Klar, dass dieser Post nicht lange unkommentiert bleibt. Sowohl auf der Seite des Bauernbundes, als auch auf Andreas Gabaliers Facebook-Seite ist bereits eine heftige Diskussion gestartet. Ein Großteil der Stimmen verteidigt aber Andreas Gabalier und verurteilt den Post des Bauernbundes. Der Bauernbund hätte sich mit dieser Aussage ein Eigentor geschossen, wolle nur Medienpräsenz erreichen und man solle Andreas Gabalier doch Werbung machen lassen, für was er wolle, so das Credo der meisten User auf Facebook. „Warum hat ihm keine österreichische Molkerei einen Werbevertrag gegeben?“ so ein Argument eines Users.

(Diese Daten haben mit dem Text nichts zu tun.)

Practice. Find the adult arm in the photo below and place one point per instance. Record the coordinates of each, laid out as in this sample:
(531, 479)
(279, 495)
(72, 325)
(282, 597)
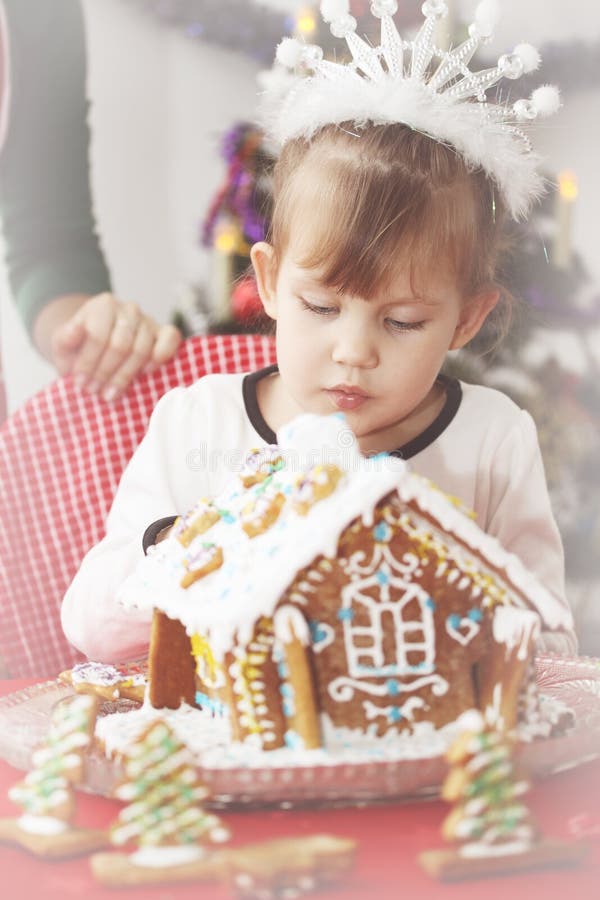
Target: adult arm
(56, 268)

Andreas Gabalier meldet sich zu Wort

Nachdem sich Andreas Gabalier selbst zunächst nicht zu den Anfeindungen äußerte, hat der Steirer auf seiner Facebook-Seite gestern ein ausführliches Statement zum Thema „Bauernschlau?“, wie er es nennt, abgegeben. „Dass man als Österreicher Erfolge in Deutschland, wie die anstehende Tour mit mehr als 250.000 Besuchern und dem ersten Stadion-Konzert im nächsten Jahr, nicht ganz ohne tatkräftige Partnerfirmen, wie es Müller-Milch eine ist, schafft, sollte all jenen die bis drei zählen können klar sein!“

Gabalier selbst hätten zahlreiche Emails von österreichischen Bauern erreicht, die die Meinung des Bauernbundes nicht teilen. Vom Bauernbund selbst fordert er jetzt aber eine Entschuldigung: „Ich lasse diese Schlagzeilen als euer größter Botschafter ganz bestimmt nicht auf mir sitzen und erwarte mir von den Interessensvertretern des österreichischen Bauernbundes eine offizielle Entschuldigung, wie es sich unter Bauern gehört!“

Was macht der Bauernbund?

Der Bauernbund setzt sich für eine Sicherstellung der bäuerlichen Landwirtschaft ein. „Ziel des Bauernbundes ist, eine flächendeckende bäuerliche Landwirtschaft und damit die Funktion des ländlichen Raumes als Erholungsraum, Lebens-, Arbeits- und Wirtschaftsraum für alle Österreicher nachhaltig sicher zu stellen. Diese Anliegen gehen in ihrer gesamtgesellschaftlichen Bedeutung weit über den Agrarbereich hinaus“, heißt es auf der Homepage des Bauernbundes Österreich. Der Bauernbund vertritt außerdem die Interessen der Bauern und setzt sich für die inländische Unterstützung der Produkte ein sowie für ein Gleichgewicht zwischen Angebot und Nachfrage um den Erhalt und den fairen Handel mit österreichischen Produkten gewährleisten und bewähren zu können.